The main portfolio comprised at 30/06 of 883MW of solar and wind assets. These were valued at £1.1m per MW of generating capacity including the attached BESS (there is no separate valuation given to the BESS assets, strangely, only to the generating capacity. This capacity reduced by -44.5MW to 838.5MW in August 2025, as “Phase 3” of its strategic partnership completed, where the assets were sold at NAV to its JV.

Other assets which have no separate valuation value were transferred too. 25MW of BESS and 180MW of development portfolio comprising “four ready to build solar assets” were thrown in too. Three of these have CfD subsidies secured under the AR5 or AR6 schemes.

BSIF then owns 25% of that same JV valued at £123.1m which comprised of 358.7MW of capacity – equating to a valuation of £1.37m per MW. So 403.2MW post period.

As at 30/06/25

So the estimated portfolio looks like this now:

Based on the September NAV of £675m

Thrown in for Free? – Is that Fair Dinkum Bluey?

Yes, well, you see the way that BSIF “should” work is capital pours in and develops further assets generating further returns. But guess what?

The capital has dried up.

There is an inability to raise further funds at a discount to NAV, and debt grew expensive (albeit is falling in cost and is starting to look attractive again).

Certainly an outside buyer would be weighing up the numbers and rubbing their chin. Like I am.

Meanwhile a large pipeline is sat there largely unaddressed.

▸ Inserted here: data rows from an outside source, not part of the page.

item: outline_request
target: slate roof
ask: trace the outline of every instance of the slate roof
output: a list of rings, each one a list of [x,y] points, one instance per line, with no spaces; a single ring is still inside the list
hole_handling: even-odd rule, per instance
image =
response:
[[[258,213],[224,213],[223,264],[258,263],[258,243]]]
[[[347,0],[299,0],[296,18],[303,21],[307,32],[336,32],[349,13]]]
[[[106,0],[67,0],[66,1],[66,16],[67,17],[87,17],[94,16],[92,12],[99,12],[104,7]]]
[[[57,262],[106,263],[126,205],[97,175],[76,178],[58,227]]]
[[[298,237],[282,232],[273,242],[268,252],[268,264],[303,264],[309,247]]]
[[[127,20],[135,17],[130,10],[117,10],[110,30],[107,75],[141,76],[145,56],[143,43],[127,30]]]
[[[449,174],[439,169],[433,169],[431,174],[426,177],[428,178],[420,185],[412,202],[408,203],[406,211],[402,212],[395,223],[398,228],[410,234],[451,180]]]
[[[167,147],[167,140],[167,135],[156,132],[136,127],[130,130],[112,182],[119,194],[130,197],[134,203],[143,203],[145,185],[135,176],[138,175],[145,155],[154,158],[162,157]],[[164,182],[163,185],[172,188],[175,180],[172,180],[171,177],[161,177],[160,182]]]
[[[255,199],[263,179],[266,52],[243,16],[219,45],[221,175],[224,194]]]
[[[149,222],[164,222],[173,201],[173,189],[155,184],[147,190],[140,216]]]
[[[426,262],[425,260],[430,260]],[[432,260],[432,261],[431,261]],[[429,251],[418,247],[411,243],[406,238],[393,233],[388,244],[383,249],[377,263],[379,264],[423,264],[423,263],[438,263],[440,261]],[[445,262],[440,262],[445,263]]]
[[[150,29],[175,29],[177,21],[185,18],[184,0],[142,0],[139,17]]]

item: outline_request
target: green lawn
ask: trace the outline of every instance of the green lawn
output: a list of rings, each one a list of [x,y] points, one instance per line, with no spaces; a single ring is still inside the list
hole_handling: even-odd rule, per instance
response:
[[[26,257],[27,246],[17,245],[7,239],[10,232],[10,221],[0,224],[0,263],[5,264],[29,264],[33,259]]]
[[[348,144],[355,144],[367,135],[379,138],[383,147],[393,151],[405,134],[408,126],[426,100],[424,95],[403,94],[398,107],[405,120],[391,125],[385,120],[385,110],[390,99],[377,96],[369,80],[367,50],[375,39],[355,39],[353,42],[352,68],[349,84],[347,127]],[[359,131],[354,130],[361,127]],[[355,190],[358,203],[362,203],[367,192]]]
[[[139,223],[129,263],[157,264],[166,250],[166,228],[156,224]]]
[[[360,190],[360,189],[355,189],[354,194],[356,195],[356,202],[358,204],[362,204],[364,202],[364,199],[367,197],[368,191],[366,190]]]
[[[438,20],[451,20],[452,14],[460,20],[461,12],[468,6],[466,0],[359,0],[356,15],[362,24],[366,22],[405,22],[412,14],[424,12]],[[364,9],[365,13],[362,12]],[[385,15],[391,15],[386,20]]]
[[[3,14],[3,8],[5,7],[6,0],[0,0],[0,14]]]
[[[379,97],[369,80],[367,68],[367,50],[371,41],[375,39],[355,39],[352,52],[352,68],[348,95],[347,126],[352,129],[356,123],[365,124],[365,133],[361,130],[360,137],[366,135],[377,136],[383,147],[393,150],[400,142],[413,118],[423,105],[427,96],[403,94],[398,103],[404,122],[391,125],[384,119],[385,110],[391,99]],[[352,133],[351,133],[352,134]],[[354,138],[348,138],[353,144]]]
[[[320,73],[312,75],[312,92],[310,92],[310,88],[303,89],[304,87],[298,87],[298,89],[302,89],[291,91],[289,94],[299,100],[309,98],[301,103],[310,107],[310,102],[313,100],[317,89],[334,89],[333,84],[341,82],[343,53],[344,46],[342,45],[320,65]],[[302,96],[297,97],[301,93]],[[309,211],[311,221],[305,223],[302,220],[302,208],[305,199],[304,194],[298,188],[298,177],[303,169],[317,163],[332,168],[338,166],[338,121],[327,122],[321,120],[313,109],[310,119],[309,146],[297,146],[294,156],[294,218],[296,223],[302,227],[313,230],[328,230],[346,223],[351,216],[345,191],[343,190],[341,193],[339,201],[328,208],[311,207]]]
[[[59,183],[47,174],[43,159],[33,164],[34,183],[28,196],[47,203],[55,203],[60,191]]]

The valuation of this is not in the price. 25MW of pre-construction BESS at £0.2m per MW is 60% below what GSF value theirs for (£0.5m per MW). Or 60% below what Harmony ticker HEIT (a BESS asset IT) sold for in mid 2025.

That alone is £7.5m of potential hidden value.

Solar Park construction costs per MW in 2025 range from £0.6m to £0.95m per MW while BESS is around £0.25m per MW (even though the batteries themselves are now £0.1m per MW again as indicated by GSF).

So taking into account the 180MW of consented we have this much remaining.

So if the Consented element were constructed (i.e. assigning zero value to In Planning and Development Pipeline and just considering the “Consented” yellow stuff) what would that mean?

A gain of around £150m. So not worth nothing…. if given away in a 25% JV then the upside is still around £40m…. or double today’s valuation in the NAV (of £36m).

Worth double even if it’s given away to a JV. Think about that.

Of course it’s not this simple, and the connection date matters too. These vary. So this isn’t a slam dunk to riches, but there is value to unlock. However HAVING a scheduled connection is worth a lot. There is a long queue for a newcomer to connect energy assets to the grid. That’s part of the hidden value here.